An Inconsistent Constant

Re: In Marja, a Vice President Speaks With Warmth, but Reaps Cool (Tuesday, March 2, 2010)

To the Editor:

War: It is the institution that leads to confusion for most people. Leaders speak peacefully about violence. Countries pull together to break countries apart. Alissa J. Rubin demonstrates the idea of negations in the time of conflict as she speaks about the logistics during Afghani Vice President Karim Khaili’s visit to Marja in Afghanistan’s Helmand Province. First of all, Khalili is speaking in a language, Dari, which most in his audience cannot understand.
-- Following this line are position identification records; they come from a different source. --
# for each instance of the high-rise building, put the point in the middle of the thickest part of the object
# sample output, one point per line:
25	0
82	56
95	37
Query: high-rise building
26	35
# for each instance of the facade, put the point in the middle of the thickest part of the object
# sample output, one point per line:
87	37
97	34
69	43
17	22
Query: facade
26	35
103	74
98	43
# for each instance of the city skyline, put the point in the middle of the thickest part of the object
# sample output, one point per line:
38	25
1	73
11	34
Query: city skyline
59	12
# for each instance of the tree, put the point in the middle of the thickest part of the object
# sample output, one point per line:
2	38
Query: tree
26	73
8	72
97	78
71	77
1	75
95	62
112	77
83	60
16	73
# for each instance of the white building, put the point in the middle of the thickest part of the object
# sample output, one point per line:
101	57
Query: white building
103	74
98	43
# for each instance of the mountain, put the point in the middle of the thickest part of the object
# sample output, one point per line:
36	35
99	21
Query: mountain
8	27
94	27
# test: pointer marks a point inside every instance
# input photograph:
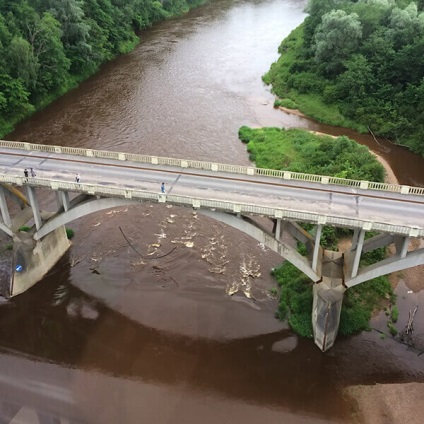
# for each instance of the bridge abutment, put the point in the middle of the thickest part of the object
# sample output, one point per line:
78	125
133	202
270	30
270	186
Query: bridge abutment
32	260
It is a language of the Hazra when most of Khalili’s audience is Pushtun. Without an interpreter, as the article describes, the message is sent to the soldiers and not to the average Afghani citizen. This may be a strategy on Khalili’s part, but a poor decision. Consistency comes in communication and when few are hearing the message there is no reliability. However, there is always some consistency in a goulash-like situation. In the Afghani war it is the Taliban, which seems to be the root of all the Afghani problems. Vice President Khalili’s people, the Hazra, are being persecuted by the Taliban. The Taliban are Pushtuns, the very people to who the vice president is speaking. However, not all Pushtuns are Taliban; even this constant intermingles into the irregularity of the conflict. In Michael Muhammad Knight's Journey to the End of Islam, such an idea is described. He demonstrates how a peaceful group pushes and prods to get to the peaceful and holy Ka'ba. It is possible that this inconsistency is human nature, an ambition to fulfill one's life-long desires. Possibly, Khalili is trying to bring peace with overexerted ambition.